L’escalation della crisi in Medio Oriente e nel quadrante del Golfo Persico torna a proiettare ombre pesanti sul sistema economico regionale

Como

L’escalation della crisi in Medio Oriente e nel quadrante del Golfo Persico torna a proiettare ombre pesanti sul sistema economico della Lombardia, agendo come un moltiplicatore di incertezza per il tessuto produttivo regionale.

Secondo le recenti stime elaborate dal Centro Studi Sintesi per Cna Lombardia, lo scenario per il 2026 delinea un quadro estremamente complesso: il costo energetico complessivo, sommando le voci relative a gas naturale ed energia elettrica, è destinato a subire un’impennata del 22%, passando dai 23,6 miliardi di euro stimati per il 2025 a oltre 28,8 miliardi.

Questa crescita di oltre 5 miliardi di euro in un solo anno rappresenta una sfida senza precedenti per la tenuta del sistema manifatturiero e per i bilanci delle famiglie lombarde.

Analizzando nel dettaglio le due commodity, emerge come sia il gas a soffrire maggiormente le tensioni geopolitiche, con un incremento previsto del 28%. Tale dinamica è strettamente correlata alla vulnerabilità delle rotte di approvvigionamento, in particolare attraverso lo Stretto di Hormuz; la Lombardia, che ospita una quota rilevante del parco termoelettrico nazionale, si trova in una posizione di particolare esposizione, non avendo alternative scalabili nel breve periodo.

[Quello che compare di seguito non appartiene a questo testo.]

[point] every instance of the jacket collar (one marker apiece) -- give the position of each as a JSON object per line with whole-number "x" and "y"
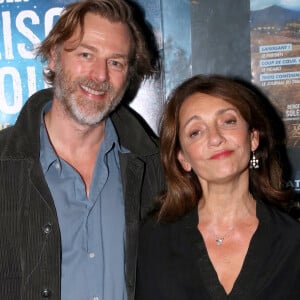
{"x": 24, "y": 137}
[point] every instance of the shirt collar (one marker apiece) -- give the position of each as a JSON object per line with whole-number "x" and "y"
{"x": 48, "y": 156}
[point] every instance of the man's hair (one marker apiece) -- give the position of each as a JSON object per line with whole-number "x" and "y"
{"x": 143, "y": 62}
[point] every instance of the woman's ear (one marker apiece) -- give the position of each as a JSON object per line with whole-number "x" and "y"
{"x": 185, "y": 164}
{"x": 254, "y": 139}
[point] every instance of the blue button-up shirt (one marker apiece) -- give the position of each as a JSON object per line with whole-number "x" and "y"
{"x": 92, "y": 229}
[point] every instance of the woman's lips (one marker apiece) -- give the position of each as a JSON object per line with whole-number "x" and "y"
{"x": 221, "y": 154}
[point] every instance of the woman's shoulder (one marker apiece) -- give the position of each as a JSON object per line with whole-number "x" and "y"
{"x": 280, "y": 222}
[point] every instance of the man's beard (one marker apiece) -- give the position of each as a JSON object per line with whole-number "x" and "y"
{"x": 83, "y": 110}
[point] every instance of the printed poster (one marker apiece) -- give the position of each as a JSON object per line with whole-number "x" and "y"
{"x": 275, "y": 58}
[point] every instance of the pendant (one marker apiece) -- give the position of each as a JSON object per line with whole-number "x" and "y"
{"x": 219, "y": 241}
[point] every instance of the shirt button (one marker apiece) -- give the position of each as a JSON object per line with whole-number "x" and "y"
{"x": 46, "y": 293}
{"x": 47, "y": 228}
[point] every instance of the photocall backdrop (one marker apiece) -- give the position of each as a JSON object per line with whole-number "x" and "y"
{"x": 25, "y": 23}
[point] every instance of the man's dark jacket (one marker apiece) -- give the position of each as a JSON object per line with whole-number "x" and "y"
{"x": 30, "y": 245}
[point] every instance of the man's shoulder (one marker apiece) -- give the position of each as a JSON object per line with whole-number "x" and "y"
{"x": 133, "y": 131}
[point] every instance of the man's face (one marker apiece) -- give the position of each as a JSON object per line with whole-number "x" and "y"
{"x": 91, "y": 79}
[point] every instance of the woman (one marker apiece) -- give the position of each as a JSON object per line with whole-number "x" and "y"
{"x": 221, "y": 231}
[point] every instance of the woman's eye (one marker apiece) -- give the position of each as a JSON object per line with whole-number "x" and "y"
{"x": 230, "y": 121}
{"x": 85, "y": 55}
{"x": 194, "y": 133}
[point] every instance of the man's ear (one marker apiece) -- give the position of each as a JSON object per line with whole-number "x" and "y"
{"x": 185, "y": 164}
{"x": 254, "y": 138}
{"x": 53, "y": 58}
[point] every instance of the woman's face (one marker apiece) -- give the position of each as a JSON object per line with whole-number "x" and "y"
{"x": 215, "y": 139}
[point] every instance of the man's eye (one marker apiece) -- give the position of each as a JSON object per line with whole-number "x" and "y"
{"x": 116, "y": 65}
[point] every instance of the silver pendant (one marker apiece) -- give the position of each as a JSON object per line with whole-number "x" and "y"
{"x": 219, "y": 241}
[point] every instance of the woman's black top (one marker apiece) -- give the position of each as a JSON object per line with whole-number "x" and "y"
{"x": 173, "y": 262}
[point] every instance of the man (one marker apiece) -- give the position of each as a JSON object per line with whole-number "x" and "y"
{"x": 77, "y": 170}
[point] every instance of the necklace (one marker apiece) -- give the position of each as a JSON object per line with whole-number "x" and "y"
{"x": 220, "y": 238}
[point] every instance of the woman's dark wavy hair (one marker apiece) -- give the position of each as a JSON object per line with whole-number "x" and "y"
{"x": 144, "y": 60}
{"x": 183, "y": 190}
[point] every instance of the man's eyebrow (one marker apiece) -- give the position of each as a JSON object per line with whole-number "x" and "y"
{"x": 94, "y": 49}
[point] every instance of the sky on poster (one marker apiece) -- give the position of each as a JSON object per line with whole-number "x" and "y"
{"x": 262, "y": 4}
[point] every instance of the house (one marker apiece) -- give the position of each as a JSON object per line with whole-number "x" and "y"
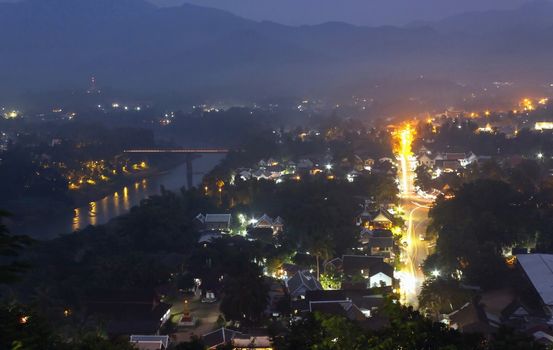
{"x": 265, "y": 221}
{"x": 365, "y": 236}
{"x": 373, "y": 269}
{"x": 471, "y": 318}
{"x": 449, "y": 161}
{"x": 209, "y": 237}
{"x": 304, "y": 164}
{"x": 262, "y": 174}
{"x": 150, "y": 342}
{"x": 382, "y": 220}
{"x": 538, "y": 269}
{"x": 125, "y": 312}
{"x": 222, "y": 336}
{"x": 245, "y": 174}
{"x": 300, "y": 283}
{"x": 426, "y": 160}
{"x": 214, "y": 222}
{"x": 364, "y": 300}
{"x": 381, "y": 242}
{"x": 248, "y": 342}
{"x": 344, "y": 308}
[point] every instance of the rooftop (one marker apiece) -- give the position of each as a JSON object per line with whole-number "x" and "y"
{"x": 539, "y": 269}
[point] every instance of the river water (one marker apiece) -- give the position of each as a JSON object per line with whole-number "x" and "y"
{"x": 120, "y": 202}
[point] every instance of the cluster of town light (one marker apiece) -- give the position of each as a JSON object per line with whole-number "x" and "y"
{"x": 404, "y": 141}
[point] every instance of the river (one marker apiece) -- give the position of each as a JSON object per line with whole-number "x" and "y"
{"x": 120, "y": 202}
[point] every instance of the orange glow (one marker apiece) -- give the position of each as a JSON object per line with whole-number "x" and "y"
{"x": 403, "y": 148}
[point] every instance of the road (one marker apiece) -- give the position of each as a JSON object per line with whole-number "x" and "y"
{"x": 415, "y": 210}
{"x": 416, "y": 220}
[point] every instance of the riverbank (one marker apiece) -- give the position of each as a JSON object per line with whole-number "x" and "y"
{"x": 50, "y": 219}
{"x": 83, "y": 197}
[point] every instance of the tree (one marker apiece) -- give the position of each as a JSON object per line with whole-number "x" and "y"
{"x": 442, "y": 295}
{"x": 245, "y": 294}
{"x": 194, "y": 344}
{"x": 474, "y": 227}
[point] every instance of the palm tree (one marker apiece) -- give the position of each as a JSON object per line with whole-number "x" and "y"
{"x": 321, "y": 248}
{"x": 245, "y": 295}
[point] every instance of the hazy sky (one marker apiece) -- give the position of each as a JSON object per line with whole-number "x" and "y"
{"x": 368, "y": 12}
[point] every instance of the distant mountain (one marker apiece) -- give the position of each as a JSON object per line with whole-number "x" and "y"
{"x": 532, "y": 16}
{"x": 133, "y": 45}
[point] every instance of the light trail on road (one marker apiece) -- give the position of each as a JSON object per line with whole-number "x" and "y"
{"x": 416, "y": 216}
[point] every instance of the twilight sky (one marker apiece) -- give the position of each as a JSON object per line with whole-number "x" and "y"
{"x": 363, "y": 12}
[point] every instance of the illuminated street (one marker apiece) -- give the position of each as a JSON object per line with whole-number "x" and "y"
{"x": 416, "y": 220}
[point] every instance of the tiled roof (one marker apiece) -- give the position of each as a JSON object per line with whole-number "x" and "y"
{"x": 219, "y": 337}
{"x": 539, "y": 269}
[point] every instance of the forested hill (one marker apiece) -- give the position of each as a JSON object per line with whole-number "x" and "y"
{"x": 131, "y": 44}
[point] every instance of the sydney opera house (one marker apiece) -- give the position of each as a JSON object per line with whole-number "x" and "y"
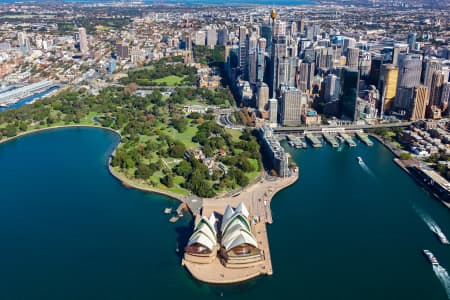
{"x": 234, "y": 244}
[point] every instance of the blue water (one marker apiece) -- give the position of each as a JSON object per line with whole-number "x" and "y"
{"x": 68, "y": 230}
{"x": 30, "y": 99}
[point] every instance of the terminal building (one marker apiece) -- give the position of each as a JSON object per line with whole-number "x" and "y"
{"x": 279, "y": 159}
{"x": 235, "y": 244}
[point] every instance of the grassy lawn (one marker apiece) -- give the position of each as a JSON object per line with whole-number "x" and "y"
{"x": 185, "y": 137}
{"x": 254, "y": 174}
{"x": 169, "y": 80}
{"x": 235, "y": 134}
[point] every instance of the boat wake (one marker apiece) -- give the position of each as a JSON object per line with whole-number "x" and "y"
{"x": 432, "y": 225}
{"x": 366, "y": 169}
{"x": 443, "y": 277}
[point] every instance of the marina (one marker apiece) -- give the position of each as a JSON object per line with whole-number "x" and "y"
{"x": 314, "y": 140}
{"x": 331, "y": 140}
{"x": 348, "y": 139}
{"x": 364, "y": 138}
{"x": 296, "y": 142}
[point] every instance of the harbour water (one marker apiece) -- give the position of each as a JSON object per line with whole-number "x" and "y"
{"x": 29, "y": 99}
{"x": 68, "y": 230}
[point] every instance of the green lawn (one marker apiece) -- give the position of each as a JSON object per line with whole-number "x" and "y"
{"x": 169, "y": 80}
{"x": 256, "y": 173}
{"x": 235, "y": 134}
{"x": 185, "y": 137}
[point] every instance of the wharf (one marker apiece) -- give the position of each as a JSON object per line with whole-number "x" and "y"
{"x": 364, "y": 138}
{"x": 316, "y": 143}
{"x": 331, "y": 140}
{"x": 348, "y": 139}
{"x": 257, "y": 199}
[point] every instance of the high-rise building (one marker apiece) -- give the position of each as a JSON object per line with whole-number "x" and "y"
{"x": 84, "y": 47}
{"x": 365, "y": 60}
{"x": 412, "y": 37}
{"x": 305, "y": 76}
{"x": 409, "y": 71}
{"x": 429, "y": 66}
{"x": 331, "y": 88}
{"x": 211, "y": 38}
{"x": 352, "y": 58}
{"x": 122, "y": 50}
{"x": 419, "y": 103}
{"x": 273, "y": 111}
{"x": 375, "y": 70}
{"x": 260, "y": 66}
{"x": 279, "y": 28}
{"x": 437, "y": 81}
{"x": 243, "y": 47}
{"x": 262, "y": 98}
{"x": 266, "y": 32}
{"x": 388, "y": 86}
{"x": 200, "y": 38}
{"x": 445, "y": 98}
{"x": 292, "y": 103}
{"x": 262, "y": 44}
{"x": 222, "y": 37}
{"x": 21, "y": 36}
{"x": 278, "y": 55}
{"x": 349, "y": 93}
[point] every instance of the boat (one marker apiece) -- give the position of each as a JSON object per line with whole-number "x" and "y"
{"x": 440, "y": 234}
{"x": 430, "y": 257}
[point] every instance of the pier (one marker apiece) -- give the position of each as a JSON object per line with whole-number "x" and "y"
{"x": 257, "y": 199}
{"x": 348, "y": 139}
{"x": 316, "y": 143}
{"x": 331, "y": 140}
{"x": 364, "y": 138}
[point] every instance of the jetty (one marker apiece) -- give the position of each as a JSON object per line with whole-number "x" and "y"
{"x": 315, "y": 142}
{"x": 296, "y": 142}
{"x": 348, "y": 139}
{"x": 364, "y": 138}
{"x": 257, "y": 199}
{"x": 331, "y": 140}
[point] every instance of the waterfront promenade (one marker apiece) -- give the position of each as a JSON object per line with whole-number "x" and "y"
{"x": 257, "y": 198}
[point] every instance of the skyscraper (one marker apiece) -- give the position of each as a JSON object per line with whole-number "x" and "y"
{"x": 409, "y": 71}
{"x": 273, "y": 111}
{"x": 243, "y": 47}
{"x": 388, "y": 86}
{"x": 262, "y": 98}
{"x": 331, "y": 88}
{"x": 278, "y": 54}
{"x": 436, "y": 88}
{"x": 349, "y": 93}
{"x": 266, "y": 32}
{"x": 292, "y": 104}
{"x": 211, "y": 38}
{"x": 305, "y": 76}
{"x": 419, "y": 103}
{"x": 412, "y": 36}
{"x": 84, "y": 47}
{"x": 352, "y": 58}
{"x": 222, "y": 37}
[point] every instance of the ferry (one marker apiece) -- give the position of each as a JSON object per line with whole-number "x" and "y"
{"x": 430, "y": 257}
{"x": 440, "y": 235}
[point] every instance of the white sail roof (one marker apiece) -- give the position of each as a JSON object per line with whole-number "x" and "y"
{"x": 229, "y": 212}
{"x": 238, "y": 238}
{"x": 237, "y": 217}
{"x": 242, "y": 209}
{"x": 202, "y": 239}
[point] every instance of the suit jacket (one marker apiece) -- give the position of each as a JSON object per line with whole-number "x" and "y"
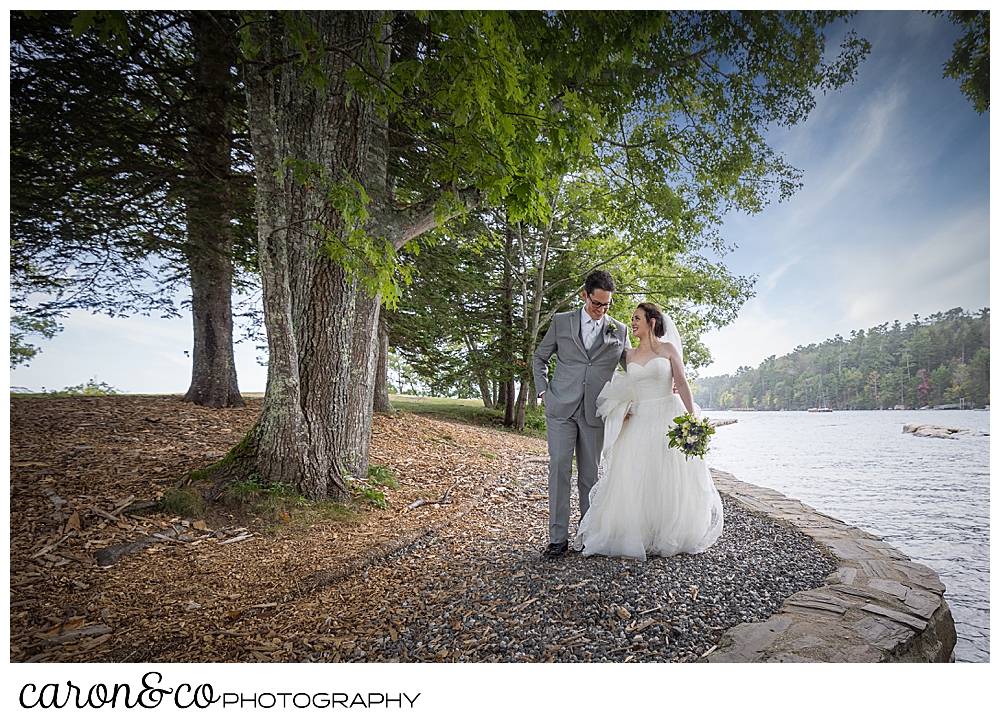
{"x": 580, "y": 375}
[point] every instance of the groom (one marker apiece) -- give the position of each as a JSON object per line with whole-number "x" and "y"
{"x": 588, "y": 345}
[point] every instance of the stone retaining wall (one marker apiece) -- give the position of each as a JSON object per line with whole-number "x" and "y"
{"x": 878, "y": 606}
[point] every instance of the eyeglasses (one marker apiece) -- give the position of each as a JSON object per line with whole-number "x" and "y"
{"x": 596, "y": 304}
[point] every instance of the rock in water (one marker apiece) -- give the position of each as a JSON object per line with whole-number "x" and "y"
{"x": 934, "y": 430}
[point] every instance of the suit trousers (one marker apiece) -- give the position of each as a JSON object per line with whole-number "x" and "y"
{"x": 566, "y": 436}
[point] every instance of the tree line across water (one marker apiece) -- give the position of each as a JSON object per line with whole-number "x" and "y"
{"x": 943, "y": 359}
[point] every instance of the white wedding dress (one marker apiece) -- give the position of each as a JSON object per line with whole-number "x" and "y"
{"x": 650, "y": 499}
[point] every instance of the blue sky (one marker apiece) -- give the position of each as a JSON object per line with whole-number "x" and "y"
{"x": 893, "y": 220}
{"x": 893, "y": 217}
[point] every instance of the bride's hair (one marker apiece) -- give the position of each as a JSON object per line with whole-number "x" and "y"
{"x": 654, "y": 317}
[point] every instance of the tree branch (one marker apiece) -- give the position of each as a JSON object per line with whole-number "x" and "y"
{"x": 406, "y": 224}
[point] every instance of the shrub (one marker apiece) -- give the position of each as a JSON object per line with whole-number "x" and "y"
{"x": 382, "y": 477}
{"x": 180, "y": 503}
{"x": 92, "y": 388}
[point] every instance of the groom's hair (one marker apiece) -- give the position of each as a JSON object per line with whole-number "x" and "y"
{"x": 654, "y": 317}
{"x": 599, "y": 279}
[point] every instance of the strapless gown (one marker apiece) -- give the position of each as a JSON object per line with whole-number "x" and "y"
{"x": 650, "y": 499}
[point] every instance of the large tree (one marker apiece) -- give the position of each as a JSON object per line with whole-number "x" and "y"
{"x": 371, "y": 128}
{"x": 126, "y": 180}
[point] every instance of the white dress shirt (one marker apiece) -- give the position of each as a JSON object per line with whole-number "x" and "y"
{"x": 590, "y": 327}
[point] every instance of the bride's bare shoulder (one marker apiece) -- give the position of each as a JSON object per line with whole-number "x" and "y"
{"x": 667, "y": 350}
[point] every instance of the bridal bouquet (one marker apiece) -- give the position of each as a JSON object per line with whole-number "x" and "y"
{"x": 690, "y": 434}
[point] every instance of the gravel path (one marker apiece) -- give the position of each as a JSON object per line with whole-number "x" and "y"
{"x": 482, "y": 592}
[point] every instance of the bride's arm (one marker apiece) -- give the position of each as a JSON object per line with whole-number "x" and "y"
{"x": 680, "y": 381}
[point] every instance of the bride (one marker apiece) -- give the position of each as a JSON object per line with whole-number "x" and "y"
{"x": 651, "y": 499}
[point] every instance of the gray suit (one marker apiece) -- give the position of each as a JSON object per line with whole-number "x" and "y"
{"x": 571, "y": 417}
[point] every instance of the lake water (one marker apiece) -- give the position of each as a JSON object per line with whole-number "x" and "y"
{"x": 928, "y": 497}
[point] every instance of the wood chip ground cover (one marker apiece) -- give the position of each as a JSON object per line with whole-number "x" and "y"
{"x": 77, "y": 462}
{"x": 439, "y": 583}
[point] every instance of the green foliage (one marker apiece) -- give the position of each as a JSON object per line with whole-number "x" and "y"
{"x": 267, "y": 499}
{"x": 382, "y": 477}
{"x": 690, "y": 435}
{"x": 100, "y": 108}
{"x": 370, "y": 495}
{"x": 628, "y": 157}
{"x": 91, "y": 388}
{"x": 22, "y": 325}
{"x": 180, "y": 502}
{"x": 942, "y": 359}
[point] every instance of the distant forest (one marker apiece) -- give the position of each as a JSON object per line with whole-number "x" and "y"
{"x": 941, "y": 360}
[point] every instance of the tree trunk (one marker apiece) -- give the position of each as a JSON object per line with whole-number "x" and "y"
{"x": 209, "y": 211}
{"x": 315, "y": 424}
{"x": 381, "y": 402}
{"x": 306, "y": 435}
{"x": 360, "y": 405}
{"x": 507, "y": 331}
{"x": 522, "y": 402}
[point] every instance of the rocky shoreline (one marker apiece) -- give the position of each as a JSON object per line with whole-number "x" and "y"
{"x": 878, "y": 606}
{"x": 766, "y": 591}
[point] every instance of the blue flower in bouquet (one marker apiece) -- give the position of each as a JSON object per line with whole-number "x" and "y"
{"x": 690, "y": 435}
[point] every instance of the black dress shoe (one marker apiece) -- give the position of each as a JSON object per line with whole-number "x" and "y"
{"x": 555, "y": 549}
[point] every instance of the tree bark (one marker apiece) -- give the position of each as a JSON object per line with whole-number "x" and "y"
{"x": 315, "y": 423}
{"x": 209, "y": 213}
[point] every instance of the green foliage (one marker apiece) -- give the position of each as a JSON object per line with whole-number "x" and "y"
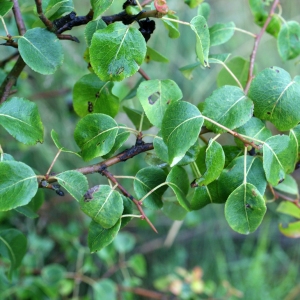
{"x": 186, "y": 170}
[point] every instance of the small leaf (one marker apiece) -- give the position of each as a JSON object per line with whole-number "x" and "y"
{"x": 214, "y": 160}
{"x": 18, "y": 184}
{"x": 245, "y": 209}
{"x": 105, "y": 207}
{"x": 13, "y": 246}
{"x": 146, "y": 180}
{"x": 91, "y": 28}
{"x": 276, "y": 98}
{"x": 288, "y": 40}
{"x": 100, "y": 6}
{"x": 289, "y": 208}
{"x": 229, "y": 106}
{"x": 292, "y": 230}
{"x": 200, "y": 27}
{"x": 277, "y": 158}
{"x": 254, "y": 128}
{"x": 172, "y": 27}
{"x": 239, "y": 66}
{"x": 91, "y": 95}
{"x": 74, "y": 182}
{"x": 155, "y": 96}
{"x": 99, "y": 237}
{"x": 178, "y": 181}
{"x": 95, "y": 134}
{"x": 220, "y": 33}
{"x": 135, "y": 117}
{"x": 20, "y": 117}
{"x": 5, "y": 7}
{"x": 153, "y": 55}
{"x": 117, "y": 51}
{"x": 181, "y": 126}
{"x": 41, "y": 50}
{"x": 55, "y": 139}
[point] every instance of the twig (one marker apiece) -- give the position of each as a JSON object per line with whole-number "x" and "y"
{"x": 126, "y": 194}
{"x": 256, "y": 43}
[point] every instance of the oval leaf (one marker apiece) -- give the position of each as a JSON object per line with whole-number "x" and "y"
{"x": 95, "y": 135}
{"x": 100, "y": 237}
{"x": 74, "y": 182}
{"x": 229, "y": 106}
{"x": 214, "y": 161}
{"x": 155, "y": 96}
{"x": 105, "y": 207}
{"x": 245, "y": 209}
{"x": 41, "y": 50}
{"x": 181, "y": 126}
{"x": 18, "y": 184}
{"x": 91, "y": 95}
{"x": 117, "y": 51}
{"x": 276, "y": 98}
{"x": 146, "y": 180}
{"x": 200, "y": 27}
{"x": 20, "y": 117}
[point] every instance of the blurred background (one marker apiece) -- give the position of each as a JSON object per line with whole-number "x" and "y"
{"x": 198, "y": 258}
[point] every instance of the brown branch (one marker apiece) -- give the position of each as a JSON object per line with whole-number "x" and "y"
{"x": 256, "y": 43}
{"x": 18, "y": 17}
{"x": 128, "y": 195}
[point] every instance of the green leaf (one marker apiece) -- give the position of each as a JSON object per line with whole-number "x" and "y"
{"x": 220, "y": 33}
{"x": 91, "y": 28}
{"x": 155, "y": 97}
{"x": 188, "y": 70}
{"x": 204, "y": 10}
{"x": 74, "y": 182}
{"x": 55, "y": 139}
{"x": 105, "y": 207}
{"x": 260, "y": 10}
{"x": 100, "y": 237}
{"x": 178, "y": 181}
{"x": 229, "y": 106}
{"x": 146, "y": 180}
{"x": 214, "y": 161}
{"x": 289, "y": 186}
{"x": 254, "y": 128}
{"x": 135, "y": 117}
{"x": 181, "y": 126}
{"x": 174, "y": 211}
{"x": 232, "y": 177}
{"x": 172, "y": 27}
{"x": 289, "y": 208}
{"x": 239, "y": 66}
{"x": 18, "y": 184}
{"x": 200, "y": 27}
{"x": 276, "y": 98}
{"x": 20, "y": 117}
{"x": 245, "y": 209}
{"x": 292, "y": 230}
{"x": 13, "y": 246}
{"x": 117, "y": 51}
{"x": 100, "y": 6}
{"x": 5, "y": 7}
{"x": 278, "y": 158}
{"x": 41, "y": 50}
{"x": 288, "y": 40}
{"x": 95, "y": 134}
{"x": 153, "y": 55}
{"x": 121, "y": 138}
{"x": 91, "y": 95}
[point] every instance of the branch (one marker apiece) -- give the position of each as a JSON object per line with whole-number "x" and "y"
{"x": 126, "y": 194}
{"x": 256, "y": 43}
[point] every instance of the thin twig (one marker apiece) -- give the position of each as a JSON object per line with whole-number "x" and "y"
{"x": 256, "y": 43}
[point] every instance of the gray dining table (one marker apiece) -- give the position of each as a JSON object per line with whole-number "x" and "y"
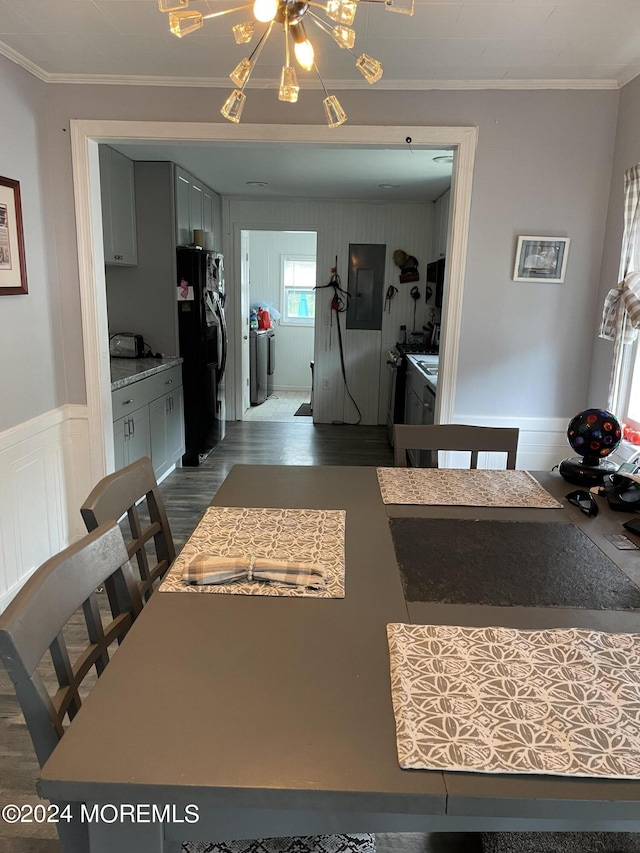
{"x": 272, "y": 716}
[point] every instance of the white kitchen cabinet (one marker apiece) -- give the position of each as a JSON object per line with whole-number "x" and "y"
{"x": 132, "y": 437}
{"x": 197, "y": 206}
{"x": 167, "y": 430}
{"x": 117, "y": 188}
{"x": 149, "y": 420}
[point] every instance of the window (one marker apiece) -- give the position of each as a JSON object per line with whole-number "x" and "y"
{"x": 298, "y": 294}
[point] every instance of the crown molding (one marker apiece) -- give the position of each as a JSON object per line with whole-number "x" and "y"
{"x": 23, "y": 62}
{"x": 354, "y": 84}
{"x": 629, "y": 74}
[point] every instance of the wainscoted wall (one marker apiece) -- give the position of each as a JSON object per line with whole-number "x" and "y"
{"x": 45, "y": 476}
{"x": 294, "y": 344}
{"x": 542, "y": 443}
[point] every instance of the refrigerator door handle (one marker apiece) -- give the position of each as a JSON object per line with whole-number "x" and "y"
{"x": 223, "y": 340}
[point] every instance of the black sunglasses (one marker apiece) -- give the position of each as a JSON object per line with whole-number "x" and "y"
{"x": 585, "y": 502}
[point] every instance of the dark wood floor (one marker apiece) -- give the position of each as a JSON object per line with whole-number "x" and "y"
{"x": 188, "y": 491}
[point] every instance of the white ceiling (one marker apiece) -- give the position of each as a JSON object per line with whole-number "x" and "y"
{"x": 295, "y": 171}
{"x": 446, "y": 44}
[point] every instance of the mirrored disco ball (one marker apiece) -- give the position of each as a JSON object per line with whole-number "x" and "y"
{"x": 594, "y": 433}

Per quanto riguarda l’energia elettrica, l’aumento si attesta intorno al 19%, una percentuale leggermente inferiore grazie alla parziale resilienza offerta dal mix energetico nazionale, che beneficia della quota di produzione da fonti rinnovabili non direttamente condizionata dalle fluttuazioni del prezzo del metano. Il rincaro vale 2,9 miliardi a livello regionale, 119 milioni per la sola provincia di Como.

L’impatto settoriale evidenzia criticità profonde nel comparto manifatturiero, che da solo assorbe il 47% della spesa elettrica regionale. Per questo settore, il 2026 potrebbe comportare un aggravio di costi pari a 1,3 miliardi di euro rispetto all’anno precedente. Anche il comparto dei servizi e quello del commercio subiranno contraccolpi significativi, con incrementi stimati rispettivamente in 830 e 190 milioni di euro. Sul fronte del consumo di gas, il settore domestico e quello industriale si spartiscono quasi equamente la pressione, gravando per circa il 29% ciascuno sulla spesa totale. La particolare configurazione urbanistica della Lombardia, caratterizzata da un’alta densità di condomini, rende l’incremento di spesa per il riscaldamento particolarmente oneroso, con un aumento previsto di 850 milioni di euro per le utenze domestiche.